Dünyada en fazla pirinç ekim alanına sahip olan ülke Hindistan, pirinç ticaretinde de dünya lideri. Ancak üretim miktarı bakımından, Çin’in gerisinde kalıyor. Bu durum, Hindistan’ın parçalı tarım alanlarında yağmura bağımlı şekilde tarım yapmasından ve makineleşme oranının düşük kalmasından kaynaklanıyor.
Brezilya’da safrinha mısırında hasat tam hızıyla devam ediyor. Ambarların önünde kuyruk oluşturan mısır yüklü kamyonlar, rekor mısır üretiminin sinyallerini veriyor. Safrinha mısırı ülke genelinde ortalama yüzde 10 oranında hasat edilmiş durumda. ABD’de mısır ekim alanlarının azalmasıyla artan fiyatlara paralel olarak Brezilya pazarında da mısır fiyatları artmıştı. Ancak rekor üretim şimdi fiyatlar üzerinde baskı oluşturmaya başladı. Brezilya’da 2018/19 döneminde mısır üretimiyle ilgili tahminler haziran ayına göre 1,8 milyon ton yükseltildi ve 98 milyon ton olarak gerçekleşmesinin beklendiği açıklandı. Soya fasulyesi üretimiyle ilgili tahminler de 0,5 milyon ton yukarı yönlü revize ile 114,8 milyon tona çıkarıldı. Hasat döneminin getirdiği baskı gevşedikten sonra, ABD hasadı da bazı analistlerin beklediği gibi hayal kırıklığıyla sonuçlanırsa, Brezilya pazarındaki fiyatlar da yükselişe geçebilir.
Brezilya’nın güneyinde 2019 kış buğdayı için ekim süreci de başladı. Ülkenin buğday deposu olan Parana eyaletinde ekimin %74’ü gerçekleştirildi. Kırsal Ekonomiler Departmanı’na göre buğday ekim alanları bu yıl %6 oranında azalarak 1 milyon hektara gerileyecek. Parana’da buğday ekim alanları son yıllarda istikrarlı bir şekilde daralıyor. Eyalette buğday rekoltesi; ekim sezonundaki kuraklık, sezon sonu don olayları ve hasat döneminde aşırı yağışlardan etkilenmişti. Bu yağışlar, buğdayın kalitesini düşürüyor ve elde edilen ürün ancak hayvan yemi olarak değerlendirilebiliyor.
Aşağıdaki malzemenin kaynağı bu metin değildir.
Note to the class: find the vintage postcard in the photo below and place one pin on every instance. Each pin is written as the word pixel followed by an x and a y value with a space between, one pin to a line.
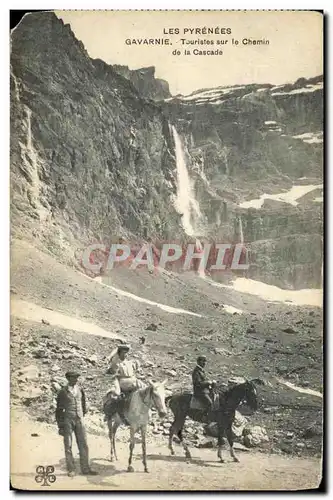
pixel 167 250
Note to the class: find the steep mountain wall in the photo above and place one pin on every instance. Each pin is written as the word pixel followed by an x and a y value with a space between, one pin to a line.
pixel 145 82
pixel 246 141
pixel 94 157
pixel 90 159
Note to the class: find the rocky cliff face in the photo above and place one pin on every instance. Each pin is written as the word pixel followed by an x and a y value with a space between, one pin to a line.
pixel 145 82
pixel 92 156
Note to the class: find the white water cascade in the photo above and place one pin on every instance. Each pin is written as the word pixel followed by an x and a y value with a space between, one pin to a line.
pixel 241 235
pixel 185 203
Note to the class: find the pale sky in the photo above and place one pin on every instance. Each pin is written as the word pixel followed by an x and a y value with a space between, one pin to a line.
pixel 295 49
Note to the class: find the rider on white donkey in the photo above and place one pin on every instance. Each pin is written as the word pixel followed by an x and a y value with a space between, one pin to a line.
pixel 124 378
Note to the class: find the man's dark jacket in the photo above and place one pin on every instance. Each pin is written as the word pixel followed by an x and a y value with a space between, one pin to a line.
pixel 66 405
pixel 200 381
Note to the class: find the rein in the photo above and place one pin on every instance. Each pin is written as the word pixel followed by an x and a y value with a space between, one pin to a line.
pixel 146 393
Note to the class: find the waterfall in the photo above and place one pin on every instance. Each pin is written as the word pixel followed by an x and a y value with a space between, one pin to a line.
pixel 185 202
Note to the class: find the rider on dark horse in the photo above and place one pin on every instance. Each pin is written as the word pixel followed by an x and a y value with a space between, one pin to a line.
pixel 201 385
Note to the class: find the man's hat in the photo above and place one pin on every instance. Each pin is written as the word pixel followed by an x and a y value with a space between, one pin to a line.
pixel 123 347
pixel 72 374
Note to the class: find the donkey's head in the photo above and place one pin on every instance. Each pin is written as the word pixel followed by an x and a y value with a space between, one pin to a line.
pixel 157 390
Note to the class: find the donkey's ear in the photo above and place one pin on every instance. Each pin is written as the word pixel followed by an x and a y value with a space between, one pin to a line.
pixel 258 381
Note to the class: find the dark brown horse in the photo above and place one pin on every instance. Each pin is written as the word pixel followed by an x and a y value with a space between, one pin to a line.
pixel 229 400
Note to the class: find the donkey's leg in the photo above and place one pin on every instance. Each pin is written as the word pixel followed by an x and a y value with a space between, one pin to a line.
pixel 132 443
pixel 116 424
pixel 172 431
pixel 231 444
pixel 111 437
pixel 144 452
pixel 221 431
pixel 176 426
pixel 184 445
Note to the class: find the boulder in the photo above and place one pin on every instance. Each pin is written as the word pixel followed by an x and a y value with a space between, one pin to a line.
pixel 238 426
pixel 236 380
pixel 289 330
pixel 254 436
pixel 30 372
pixel 171 373
pixel 152 327
pixel 31 395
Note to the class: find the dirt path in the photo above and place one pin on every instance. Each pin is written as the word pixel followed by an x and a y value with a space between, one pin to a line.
pixel 34 444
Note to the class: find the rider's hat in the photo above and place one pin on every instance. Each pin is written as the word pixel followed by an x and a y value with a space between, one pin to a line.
pixel 72 374
pixel 123 347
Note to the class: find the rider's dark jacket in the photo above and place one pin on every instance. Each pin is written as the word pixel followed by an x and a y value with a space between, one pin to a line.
pixel 200 381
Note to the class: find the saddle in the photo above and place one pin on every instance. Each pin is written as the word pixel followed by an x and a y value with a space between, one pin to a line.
pixel 116 404
pixel 196 404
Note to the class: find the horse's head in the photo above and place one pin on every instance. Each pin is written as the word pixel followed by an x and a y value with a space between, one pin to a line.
pixel 158 397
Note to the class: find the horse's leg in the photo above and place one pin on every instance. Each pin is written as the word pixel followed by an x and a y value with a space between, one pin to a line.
pixel 231 443
pixel 185 446
pixel 219 441
pixel 175 428
pixel 111 437
pixel 114 430
pixel 144 453
pixel 172 431
pixel 132 443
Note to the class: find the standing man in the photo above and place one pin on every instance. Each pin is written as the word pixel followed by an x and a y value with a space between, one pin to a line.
pixel 201 385
pixel 71 408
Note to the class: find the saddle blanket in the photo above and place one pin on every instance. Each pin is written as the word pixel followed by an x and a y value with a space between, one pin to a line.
pixel 196 404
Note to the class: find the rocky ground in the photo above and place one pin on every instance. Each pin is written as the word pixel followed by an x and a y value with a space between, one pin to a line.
pixel 256 471
pixel 282 342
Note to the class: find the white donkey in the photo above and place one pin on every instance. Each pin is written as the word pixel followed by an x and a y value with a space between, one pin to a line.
pixel 137 415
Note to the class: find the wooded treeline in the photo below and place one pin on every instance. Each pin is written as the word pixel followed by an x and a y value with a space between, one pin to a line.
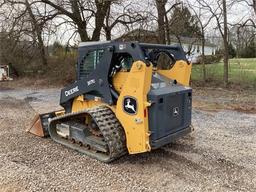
pixel 28 27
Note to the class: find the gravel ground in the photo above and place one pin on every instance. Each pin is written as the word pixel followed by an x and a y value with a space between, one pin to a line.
pixel 220 155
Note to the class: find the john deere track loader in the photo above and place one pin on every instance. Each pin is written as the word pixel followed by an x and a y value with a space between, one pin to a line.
pixel 128 97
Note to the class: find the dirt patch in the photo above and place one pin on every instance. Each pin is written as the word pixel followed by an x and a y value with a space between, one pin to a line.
pixel 220 155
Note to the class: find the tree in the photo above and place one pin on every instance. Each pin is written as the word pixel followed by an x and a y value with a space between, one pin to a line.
pixel 203 23
pixel 183 23
pixel 163 20
pixel 219 11
pixel 121 13
pixel 82 13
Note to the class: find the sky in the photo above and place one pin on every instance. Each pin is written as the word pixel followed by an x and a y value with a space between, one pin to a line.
pixel 237 12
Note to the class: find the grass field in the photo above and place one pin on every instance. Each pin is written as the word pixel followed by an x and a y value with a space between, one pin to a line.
pixel 240 71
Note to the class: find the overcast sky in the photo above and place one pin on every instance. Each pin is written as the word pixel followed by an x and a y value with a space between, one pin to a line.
pixel 236 13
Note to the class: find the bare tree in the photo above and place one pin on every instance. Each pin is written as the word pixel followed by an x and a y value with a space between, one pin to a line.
pixel 219 11
pixel 123 14
pixel 81 14
pixel 203 26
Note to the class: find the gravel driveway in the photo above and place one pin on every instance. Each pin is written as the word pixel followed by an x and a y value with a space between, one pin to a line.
pixel 220 155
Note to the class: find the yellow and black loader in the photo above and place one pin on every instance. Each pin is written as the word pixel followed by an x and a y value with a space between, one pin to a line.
pixel 128 97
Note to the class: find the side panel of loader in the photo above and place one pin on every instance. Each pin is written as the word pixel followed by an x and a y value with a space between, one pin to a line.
pixel 135 120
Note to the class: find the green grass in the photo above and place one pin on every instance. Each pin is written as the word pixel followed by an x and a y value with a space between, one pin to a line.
pixel 240 71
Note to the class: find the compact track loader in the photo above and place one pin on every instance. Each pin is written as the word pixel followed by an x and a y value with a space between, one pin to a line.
pixel 128 97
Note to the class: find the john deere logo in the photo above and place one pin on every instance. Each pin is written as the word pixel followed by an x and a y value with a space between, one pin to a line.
pixel 130 105
pixel 175 111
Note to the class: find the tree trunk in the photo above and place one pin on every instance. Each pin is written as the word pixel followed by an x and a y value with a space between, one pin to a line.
pixel 160 4
pixel 108 34
pixel 203 57
pixel 102 9
pixel 83 32
pixel 37 30
pixel 225 38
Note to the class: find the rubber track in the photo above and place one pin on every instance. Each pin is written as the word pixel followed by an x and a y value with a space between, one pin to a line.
pixel 108 124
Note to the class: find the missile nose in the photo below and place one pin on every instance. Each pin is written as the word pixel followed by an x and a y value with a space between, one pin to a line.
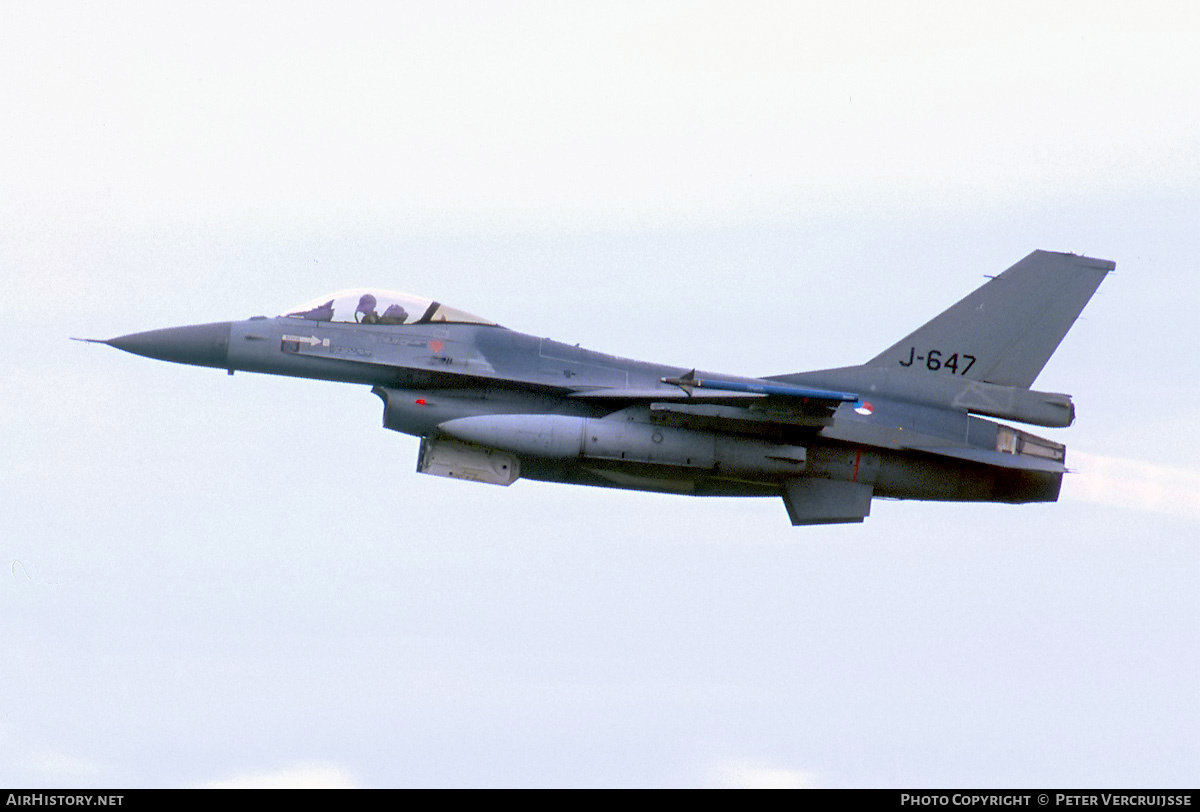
pixel 201 344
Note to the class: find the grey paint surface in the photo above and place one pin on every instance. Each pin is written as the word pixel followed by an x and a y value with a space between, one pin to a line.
pixel 567 414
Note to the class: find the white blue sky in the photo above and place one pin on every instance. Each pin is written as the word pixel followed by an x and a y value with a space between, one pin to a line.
pixel 211 579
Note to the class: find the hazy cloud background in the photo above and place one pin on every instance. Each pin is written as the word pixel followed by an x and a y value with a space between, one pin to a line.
pixel 213 579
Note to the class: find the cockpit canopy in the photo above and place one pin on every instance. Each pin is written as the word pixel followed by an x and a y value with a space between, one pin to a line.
pixel 370 306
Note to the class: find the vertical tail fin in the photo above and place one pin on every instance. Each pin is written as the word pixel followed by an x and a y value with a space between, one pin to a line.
pixel 1007 330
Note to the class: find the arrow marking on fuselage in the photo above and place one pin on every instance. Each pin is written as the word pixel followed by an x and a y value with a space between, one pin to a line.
pixel 312 341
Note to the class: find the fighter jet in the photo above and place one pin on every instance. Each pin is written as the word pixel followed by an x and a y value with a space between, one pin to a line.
pixel 493 406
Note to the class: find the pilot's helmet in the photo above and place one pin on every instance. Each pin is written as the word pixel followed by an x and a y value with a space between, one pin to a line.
pixel 366 304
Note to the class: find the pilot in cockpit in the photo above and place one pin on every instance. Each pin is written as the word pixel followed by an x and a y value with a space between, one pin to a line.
pixel 394 314
pixel 366 308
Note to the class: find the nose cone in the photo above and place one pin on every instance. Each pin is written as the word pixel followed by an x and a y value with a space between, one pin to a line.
pixel 202 344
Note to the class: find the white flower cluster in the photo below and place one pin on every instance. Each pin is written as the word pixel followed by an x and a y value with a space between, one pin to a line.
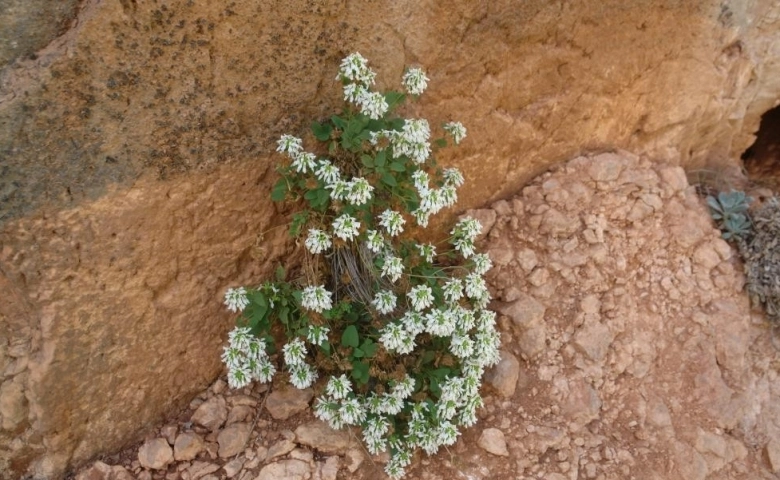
pixel 236 299
pixel 246 359
pixel 457 130
pixel 464 234
pixel 415 81
pixel 450 311
pixel 357 79
pixel 316 298
pixel 302 375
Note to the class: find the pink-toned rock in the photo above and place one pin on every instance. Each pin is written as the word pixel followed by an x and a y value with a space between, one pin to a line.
pixel 287 401
pixel 155 454
pixel 285 470
pixel 187 446
pixel 233 438
pixel 503 377
pixel 320 436
pixel 492 441
pixel 211 414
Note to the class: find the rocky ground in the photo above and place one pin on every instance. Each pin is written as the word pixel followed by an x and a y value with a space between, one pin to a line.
pixel 630 352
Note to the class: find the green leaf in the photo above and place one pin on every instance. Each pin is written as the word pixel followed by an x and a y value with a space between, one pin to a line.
pixel 397 166
pixel 350 337
pixel 320 131
pixel 428 357
pixel 284 315
pixel 338 122
pixel 389 179
pixel 393 99
pixel 280 273
pixel 279 191
pixel 360 372
pixel 379 161
pixel 369 347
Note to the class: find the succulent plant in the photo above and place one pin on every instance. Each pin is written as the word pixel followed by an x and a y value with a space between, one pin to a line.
pixel 729 210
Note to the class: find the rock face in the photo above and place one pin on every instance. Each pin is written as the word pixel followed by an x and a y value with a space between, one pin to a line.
pixel 137 149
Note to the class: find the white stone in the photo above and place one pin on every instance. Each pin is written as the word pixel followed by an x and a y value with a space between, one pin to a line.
pixel 155 454
pixel 492 441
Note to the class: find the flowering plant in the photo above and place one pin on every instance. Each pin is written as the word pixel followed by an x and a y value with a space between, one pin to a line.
pixel 399 331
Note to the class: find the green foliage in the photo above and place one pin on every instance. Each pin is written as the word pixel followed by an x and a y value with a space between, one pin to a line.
pixel 400 330
pixel 729 210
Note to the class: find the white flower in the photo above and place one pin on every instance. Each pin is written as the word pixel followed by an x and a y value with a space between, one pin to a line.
pixel 359 191
pixel 415 81
pixel 421 297
pixel 440 323
pixel 422 217
pixel 384 301
pixel 339 387
pixel 468 415
pixel 487 319
pixel 290 145
pixel 467 228
pixel 391 404
pixel 352 412
pixel 232 357
pixel 316 298
pixel 240 338
pixel 304 162
pixel 427 251
pixel 432 201
pixel 404 388
pixel 294 352
pixel 265 370
pixel 235 299
pixel 338 189
pixel 372 104
pixel 446 433
pixel 238 377
pixel 393 337
pixel 449 195
pixel 486 344
pixel 465 246
pixel 452 176
pixel 421 179
pixel 414 323
pixel 466 319
pixel 453 290
pixel 354 67
pixel 375 241
pixel 346 227
pixel 302 375
pixel 457 130
pixel 317 241
pixel 317 334
pixel 392 221
pixel 395 467
pixel 461 345
pixel 255 349
pixel 482 263
pixel 476 288
pixel 327 172
pixel 325 409
pixel 412 140
pixel 353 91
pixel 392 267
pixel 376 427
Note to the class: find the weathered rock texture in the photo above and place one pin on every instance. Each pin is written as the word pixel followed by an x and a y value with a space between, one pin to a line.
pixel 135 151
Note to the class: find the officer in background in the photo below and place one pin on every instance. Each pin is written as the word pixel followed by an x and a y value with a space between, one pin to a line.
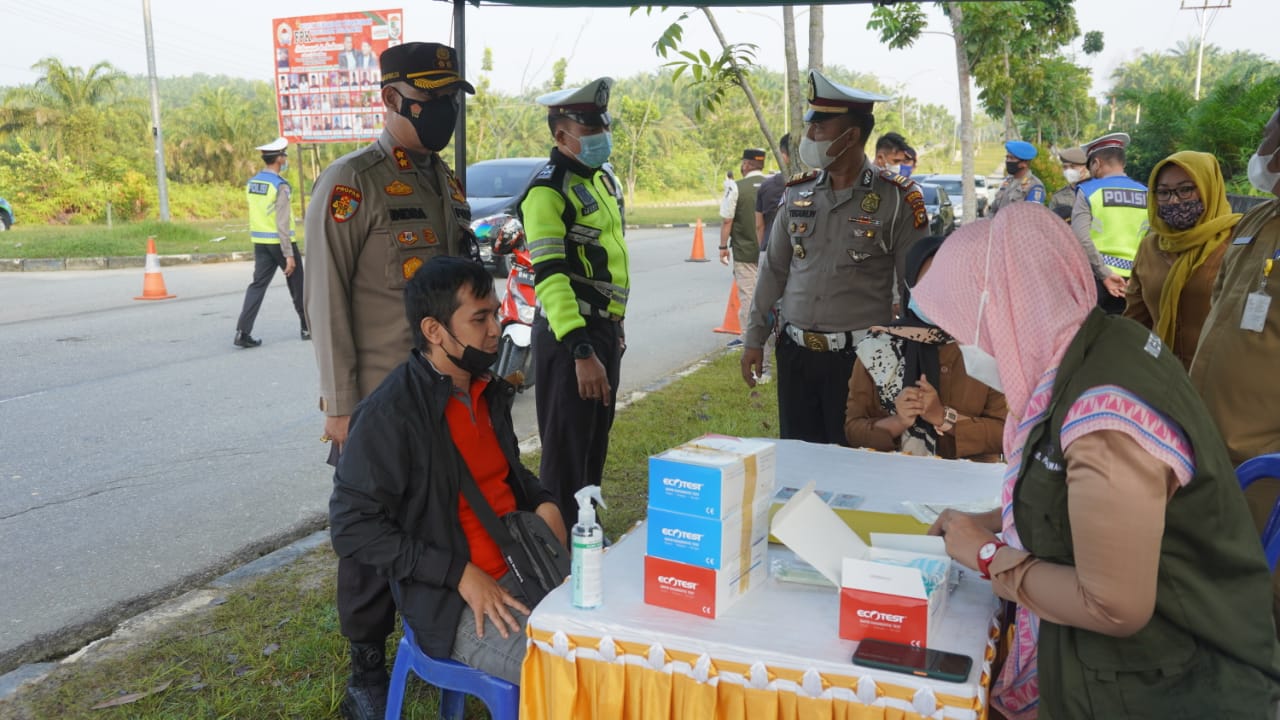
pixel 1110 218
pixel 272 228
pixel 1020 183
pixel 841 235
pixel 574 220
pixel 737 229
pixel 376 215
pixel 1075 172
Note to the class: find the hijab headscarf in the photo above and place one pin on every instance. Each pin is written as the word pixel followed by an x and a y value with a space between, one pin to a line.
pixel 899 355
pixel 1196 244
pixel 1038 290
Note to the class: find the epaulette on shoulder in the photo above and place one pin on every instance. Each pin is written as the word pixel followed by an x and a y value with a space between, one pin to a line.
pixel 803 177
pixel 901 181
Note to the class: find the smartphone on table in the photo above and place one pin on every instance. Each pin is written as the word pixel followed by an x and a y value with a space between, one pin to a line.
pixel 922 661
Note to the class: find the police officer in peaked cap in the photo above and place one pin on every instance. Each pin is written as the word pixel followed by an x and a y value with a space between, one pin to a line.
pixel 1020 183
pixel 375 217
pixel 841 236
pixel 574 220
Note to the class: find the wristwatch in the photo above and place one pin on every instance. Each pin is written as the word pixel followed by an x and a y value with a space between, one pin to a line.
pixel 949 420
pixel 986 554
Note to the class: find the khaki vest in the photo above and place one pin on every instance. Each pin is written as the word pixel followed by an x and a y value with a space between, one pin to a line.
pixel 1210 648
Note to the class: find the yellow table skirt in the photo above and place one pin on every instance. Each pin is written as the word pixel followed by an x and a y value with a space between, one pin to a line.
pixel 577 678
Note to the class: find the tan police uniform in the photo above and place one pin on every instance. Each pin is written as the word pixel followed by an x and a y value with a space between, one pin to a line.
pixel 375 217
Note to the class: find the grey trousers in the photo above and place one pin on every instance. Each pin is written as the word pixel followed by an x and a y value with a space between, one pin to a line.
pixel 493 654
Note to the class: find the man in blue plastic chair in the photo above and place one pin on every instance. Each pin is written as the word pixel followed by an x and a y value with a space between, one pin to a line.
pixel 438 420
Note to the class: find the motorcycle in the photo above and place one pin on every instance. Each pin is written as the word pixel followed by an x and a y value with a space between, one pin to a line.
pixel 506 236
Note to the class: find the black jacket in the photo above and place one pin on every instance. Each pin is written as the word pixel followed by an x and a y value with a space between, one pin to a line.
pixel 394 502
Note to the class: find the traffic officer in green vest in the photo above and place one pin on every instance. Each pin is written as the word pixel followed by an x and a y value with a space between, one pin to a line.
pixel 737 231
pixel 1110 218
pixel 1020 183
pixel 572 214
pixel 270 227
pixel 841 237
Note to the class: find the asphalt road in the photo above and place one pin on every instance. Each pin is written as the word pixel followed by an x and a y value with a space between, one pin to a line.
pixel 141 452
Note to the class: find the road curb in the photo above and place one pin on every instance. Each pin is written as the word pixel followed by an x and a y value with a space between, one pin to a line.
pixel 115 263
pixel 211 591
Ülkenin buğday üretiminde önde gelen eyaletlerinden Rio Grande do Sul’da ise buğday için ayrılan arazilerin %45’ine ekim yapıldı. 2019’da bu eyalette toplamda 740 bin hektarlık alana buğday ekilmesi planlanıyor. Brezilya, iç talebin ancak yarısını karşılayabilecek kadar buğday üretebiliyor. İhtiyacının geri kalanını ise daha çok Arjantin’den karşılıyor. Brezilya her yıl 6 ila 7 milyon ton buğday ithal ediyor.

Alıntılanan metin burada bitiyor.